Nemmeno l’uso dei capoversi e delle consonanze possono sottrarre al lettore questa impressione confermata finanche dall’architettura lessicale dell’edificio testuale. Ogni parola al suo posto, come insegna la lezione dei più fini verseggiatori, mentre è tutto da pagare ai musicisti il debito ritmico scandito dalla paratassi che con periodi brevi mette in risalto le dimensioni della temporalità urbana piccole, quasi insignificanti, ma cariche di quell’emotività implicita che in tanto grigio non rinuncia alla vita.
La notte dei gatti-bambini – Perfettamente abbinata al valore ambivalente del genere, l’atmosfera di questa pagina di prosa si presenta connotata di valore simbolico e surreale (“lampioni sbirciano senza guardare”; “un vento inusuale soffia e dice addio”). Così il contesto risulta non riconoscibile, ma si colora solo dei tratti del paesaggio urbano, dei tratti e dei tempi del passaggio in un paesaggio – ci sia concessa la frivolezza fonica – che l’uomo ha artefatto e costruito per una notte solamente sua. La notte che stende pacifica il manto silenzioso dell’interiorità andante, capace di accogliere pennellate di colori e di suoni: i fiori gialli della festa, il miagolio dei gatti, il pianto dei bambini. E, su tutto, gli animali guardiani.

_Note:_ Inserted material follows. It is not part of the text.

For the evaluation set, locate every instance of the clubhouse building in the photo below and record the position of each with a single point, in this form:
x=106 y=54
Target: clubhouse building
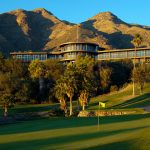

Tanti colori, su tutti il rosso – Tra i vari colori dei fiori e della città, alla fine ne prevale uno: le rose e l’amore macchiano di rosso l’oscura navigazione del protagonista tra i ponti e il vento, un vero suggerimento dell’aleggiare dell’acqua, regina del fiume, regina del mare, che talvolta lambisce la città. Come l’acqua e l’ambivalente equilibrismo stilistico, fa la sua comparsa anche l’ambiguità del tema amoroso: due uomini tra venticinque rose rosse, tra numerosi passi, tra innumerevoli volti, infine il sangue, la gente, porto autentico della condizione umana. Per ultimo, “l’addio si ferma”. L’appuntamento è naufragato.
Una tragica traiettoria del destino – Di segnali di un destino maligno era disseminata tutta la poesia. Dalla ripetizione incessante, per di più enfatizzata dal grassetto, di “stasera“, all'”addio del vento”. Alla luce della conclusione, tutta la poesia diventa enigmatica danza di indizi negativi, palpiti di un veloce fervore di vita, cornice di avvisaglie metafisiche, finché pure l’ultima tessera finisce per incastrarsi nel mosaico del tragitto di un’esistenza umana. Le rose destinate a Hossam diventano “una corona di petali” che “incornicia” il protagonista esanime. E ricompaiono i gatti affamati per le scale. “Uno solo miagola e piange sul mio pianerottolo. Sembra un bambino di notte”.
L’immagine: particolare de Il sogno (1910) di Henri Rousseau il Doganiere (1844-1910).